It is crazy how 2 days can change your outlook on things. But that is just what I was saying in my previous post. I hit a bad day or two go absolutley off the charts. Hit the bottom, then ok here we are two days later and I feel great. Will it last a 2 more days? Will it last a week or 2? I want it to last so much longer. Forver would be nice. :-) Unrealistic, nah I don't think so at least it is a goal to work toward.
I have not been able to get enough of my husband and kids these last 2 days. I want to be with them every moment hold them and talk to them. Even though yesterday after school I thought I could possibly kill my 11yo, she has her first speech do that is mandatory and she is freaking out. She ahs known about since before Christmas. Has she done any of it? No. When is it due? Tomorrow. She did start it weeks ago then quit. We were also out ALL last week because of weather. We live in the south never get snow. But she did not even try to do any of it during that time. Now the day before its due, freakin out. She started out writing out about the dog, then thought about the rainforests, then basketball. But yesterday she was under the conclusion that she knows nothing about anything. Or at least not enough to speak for at least 2 to 3 minutes about it. How absurd is that when kids can have a conversation about nothing and everything that can last all day long?
I understand her pain. I hated doing speeches or anything that had to do with getting in front of anyone. And writing comes easy for me whether a speech or just nothing. I am such a procrastinator and I see some of that in her when it comes to certain things. I say she, she, she didn't do anything about the speech. But I am the mother here and should have reminded her and helped more with it over the snow break.
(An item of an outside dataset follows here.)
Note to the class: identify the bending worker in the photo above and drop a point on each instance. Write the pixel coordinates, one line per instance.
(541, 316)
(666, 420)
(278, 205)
On top of this we have a basketball game tonight(we have 3 a week between 2 of my girls, one cheers the other plays) and both have practice once to twice a week. Also this week we have to go to the Community College where they both get to practice and perform the college students on Saturday. And then have to be at their school on Sunday for sports pictures, yes I said Sunday I think thats weird. Sometime these next 2 weeks they have to fit in and reschedule all the games we missed last week due to snow plus tournaments.
I say all of this, but I love all the chaos and it keeps me going. I love it so much I am not sure what we will due with our time after basketball season. But it is also what knocks me to the ground. I have got to find a balance. Anyone have any ideas how to find the balance? Is it a helpless cause or will I finally get there after my kids are grown and don't need me anymore?